9th October 2013 - During a routine inspection pdf icon

During our inspection we spoke with ten patients who used the service. People told us that they were satisfied with the care and treatment they received. One patient told us "the GPs are very flexible and supportive. Whilst going through a difficult time they remembered the smaller details about me and my husband. This meant a lot to us".

Patients who used the service were protected from the risk of abuse. Patients we spoke with all said they felt safe when they visited the practice.

We found the consulting rooms and waiting area clean and tidy and mostly free from odours. Patients we spoke with said they had no concerns about hygiene standards within the practice. One patient said "The practice is always clean and tidy.
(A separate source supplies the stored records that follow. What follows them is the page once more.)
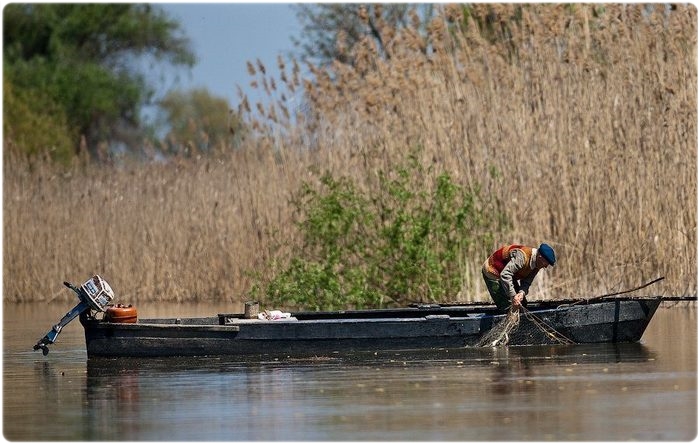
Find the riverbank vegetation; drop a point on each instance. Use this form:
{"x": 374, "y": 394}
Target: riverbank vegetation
{"x": 575, "y": 125}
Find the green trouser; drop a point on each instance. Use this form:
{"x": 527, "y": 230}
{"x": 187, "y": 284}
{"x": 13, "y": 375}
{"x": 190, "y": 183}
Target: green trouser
{"x": 497, "y": 292}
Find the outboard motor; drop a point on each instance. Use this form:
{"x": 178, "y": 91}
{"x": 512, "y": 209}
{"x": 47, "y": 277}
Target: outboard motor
{"x": 94, "y": 294}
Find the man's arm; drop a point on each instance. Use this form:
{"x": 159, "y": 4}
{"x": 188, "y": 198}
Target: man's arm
{"x": 517, "y": 261}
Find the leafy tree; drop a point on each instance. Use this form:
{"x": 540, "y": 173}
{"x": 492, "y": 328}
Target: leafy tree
{"x": 330, "y": 30}
{"x": 200, "y": 120}
{"x": 391, "y": 245}
{"x": 83, "y": 60}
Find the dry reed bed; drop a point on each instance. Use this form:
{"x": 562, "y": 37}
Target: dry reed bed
{"x": 589, "y": 139}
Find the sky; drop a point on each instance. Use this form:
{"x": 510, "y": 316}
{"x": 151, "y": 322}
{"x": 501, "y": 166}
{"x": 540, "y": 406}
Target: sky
{"x": 225, "y": 36}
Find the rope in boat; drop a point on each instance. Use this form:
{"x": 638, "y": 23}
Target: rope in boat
{"x": 500, "y": 334}
{"x": 546, "y": 328}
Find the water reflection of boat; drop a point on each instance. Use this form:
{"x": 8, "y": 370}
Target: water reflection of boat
{"x": 423, "y": 327}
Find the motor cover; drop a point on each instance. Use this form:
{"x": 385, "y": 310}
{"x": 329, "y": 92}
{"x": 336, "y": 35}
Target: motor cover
{"x": 98, "y": 292}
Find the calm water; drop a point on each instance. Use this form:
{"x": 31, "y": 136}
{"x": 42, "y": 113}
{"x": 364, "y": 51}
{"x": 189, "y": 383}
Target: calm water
{"x": 645, "y": 391}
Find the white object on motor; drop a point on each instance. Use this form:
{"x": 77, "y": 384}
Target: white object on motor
{"x": 99, "y": 293}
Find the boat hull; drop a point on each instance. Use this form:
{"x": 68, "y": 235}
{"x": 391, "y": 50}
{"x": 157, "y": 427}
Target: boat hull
{"x": 329, "y": 332}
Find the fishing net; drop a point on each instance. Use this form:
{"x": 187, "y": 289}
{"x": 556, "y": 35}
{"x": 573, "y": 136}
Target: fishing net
{"x": 499, "y": 334}
{"x": 522, "y": 327}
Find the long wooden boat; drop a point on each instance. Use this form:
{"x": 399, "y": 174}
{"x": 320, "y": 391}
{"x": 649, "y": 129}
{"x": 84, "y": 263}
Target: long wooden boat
{"x": 418, "y": 327}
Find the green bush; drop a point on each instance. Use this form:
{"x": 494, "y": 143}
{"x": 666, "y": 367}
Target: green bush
{"x": 398, "y": 243}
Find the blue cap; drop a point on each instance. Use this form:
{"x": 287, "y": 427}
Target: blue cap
{"x": 548, "y": 253}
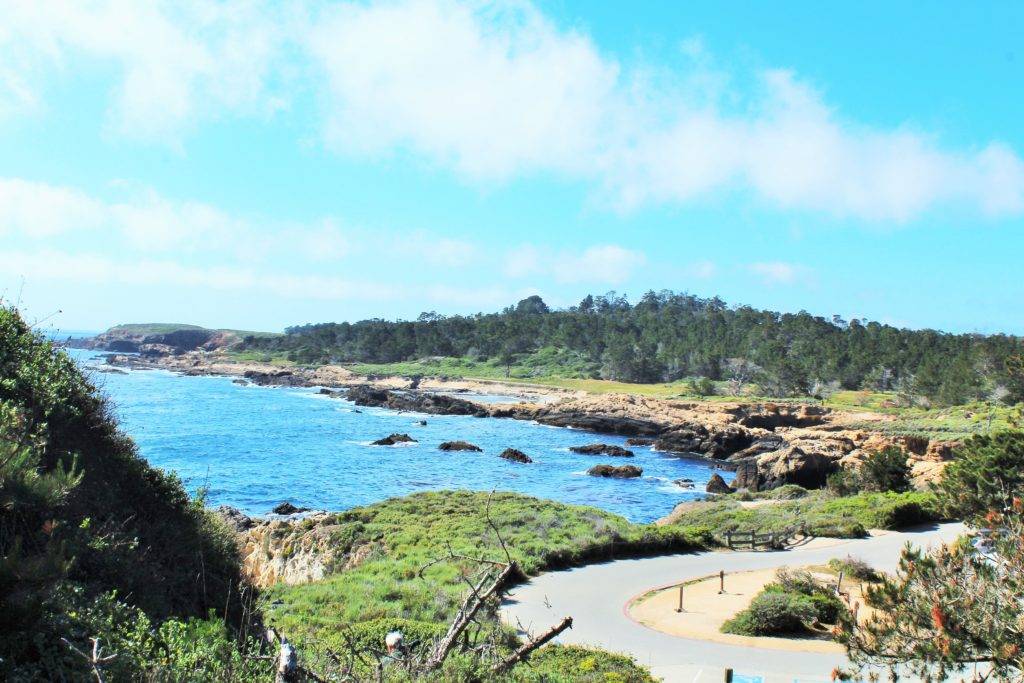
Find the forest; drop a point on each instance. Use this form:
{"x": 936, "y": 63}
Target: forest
{"x": 667, "y": 336}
I am also impressed at how clean the toilets are here". However, we found that people were not always protected from the risk of infection because appropriate guidance had not been followed.
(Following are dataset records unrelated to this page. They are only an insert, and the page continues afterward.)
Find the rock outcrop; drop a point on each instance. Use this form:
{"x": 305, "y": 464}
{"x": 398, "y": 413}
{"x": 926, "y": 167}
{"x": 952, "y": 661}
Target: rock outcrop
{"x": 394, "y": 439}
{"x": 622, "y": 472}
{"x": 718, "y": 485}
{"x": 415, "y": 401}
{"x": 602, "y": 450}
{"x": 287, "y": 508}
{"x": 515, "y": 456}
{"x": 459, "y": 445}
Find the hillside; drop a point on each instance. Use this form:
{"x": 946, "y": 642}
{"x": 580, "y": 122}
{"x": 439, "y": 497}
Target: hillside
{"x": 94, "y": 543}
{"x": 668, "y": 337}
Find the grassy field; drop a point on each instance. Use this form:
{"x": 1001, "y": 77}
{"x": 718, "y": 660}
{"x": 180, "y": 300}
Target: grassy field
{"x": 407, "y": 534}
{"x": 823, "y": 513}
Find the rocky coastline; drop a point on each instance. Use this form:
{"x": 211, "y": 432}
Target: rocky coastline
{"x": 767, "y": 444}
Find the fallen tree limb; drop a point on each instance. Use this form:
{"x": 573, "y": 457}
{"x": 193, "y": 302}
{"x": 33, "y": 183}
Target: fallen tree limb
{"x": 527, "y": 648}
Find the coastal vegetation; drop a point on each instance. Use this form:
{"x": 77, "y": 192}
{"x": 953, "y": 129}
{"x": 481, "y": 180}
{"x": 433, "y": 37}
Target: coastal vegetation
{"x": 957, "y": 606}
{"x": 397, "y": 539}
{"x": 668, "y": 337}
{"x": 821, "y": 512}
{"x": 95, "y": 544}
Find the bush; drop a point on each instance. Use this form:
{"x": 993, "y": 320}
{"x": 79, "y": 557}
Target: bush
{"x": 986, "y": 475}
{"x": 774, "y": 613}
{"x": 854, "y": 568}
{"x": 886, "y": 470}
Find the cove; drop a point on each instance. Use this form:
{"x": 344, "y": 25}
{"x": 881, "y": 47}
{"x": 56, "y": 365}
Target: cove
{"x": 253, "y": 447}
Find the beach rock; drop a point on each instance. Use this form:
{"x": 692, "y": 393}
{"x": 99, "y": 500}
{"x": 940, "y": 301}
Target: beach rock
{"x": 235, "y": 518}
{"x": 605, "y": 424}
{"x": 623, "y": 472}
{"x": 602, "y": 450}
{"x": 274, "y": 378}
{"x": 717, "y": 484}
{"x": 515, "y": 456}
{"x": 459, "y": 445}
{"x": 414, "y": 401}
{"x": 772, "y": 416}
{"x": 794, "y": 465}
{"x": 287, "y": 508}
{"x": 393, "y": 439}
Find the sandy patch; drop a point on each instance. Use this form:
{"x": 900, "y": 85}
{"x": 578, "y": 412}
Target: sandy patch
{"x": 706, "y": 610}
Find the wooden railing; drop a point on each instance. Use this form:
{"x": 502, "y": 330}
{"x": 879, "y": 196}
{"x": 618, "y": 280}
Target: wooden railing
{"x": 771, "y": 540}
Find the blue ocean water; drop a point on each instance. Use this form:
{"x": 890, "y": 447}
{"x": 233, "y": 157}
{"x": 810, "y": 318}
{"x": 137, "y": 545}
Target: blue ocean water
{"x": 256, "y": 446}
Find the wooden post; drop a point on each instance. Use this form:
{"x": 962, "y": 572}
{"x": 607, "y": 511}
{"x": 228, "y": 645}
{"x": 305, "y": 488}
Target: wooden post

Patients told us that the GPs explained the reasons for newly prescribed drugs. Others said that there were invited to undertake medication reviews on a regular basis. However, we found that other management processes and the disposal of medicines was not always in line with national guidance.

There were not always enough nursing staff to support and safeguard the health, safety and welfare of service users. This was because the practice had experienced staff absences and shortages since April 2013.

The practice sought the views of patients and acted upon the feedback received. We saw that audits took place at regular intervals throughout the year. However, we also found the practice did not always have effective systems or processes to identify, assess and manage risks to the health, safety and welfare.

Complaints were dealt with appropriately within the practice. The patients we spoke with told us that they knew of the complaints process and that they were confident that the practice would respond appropriately.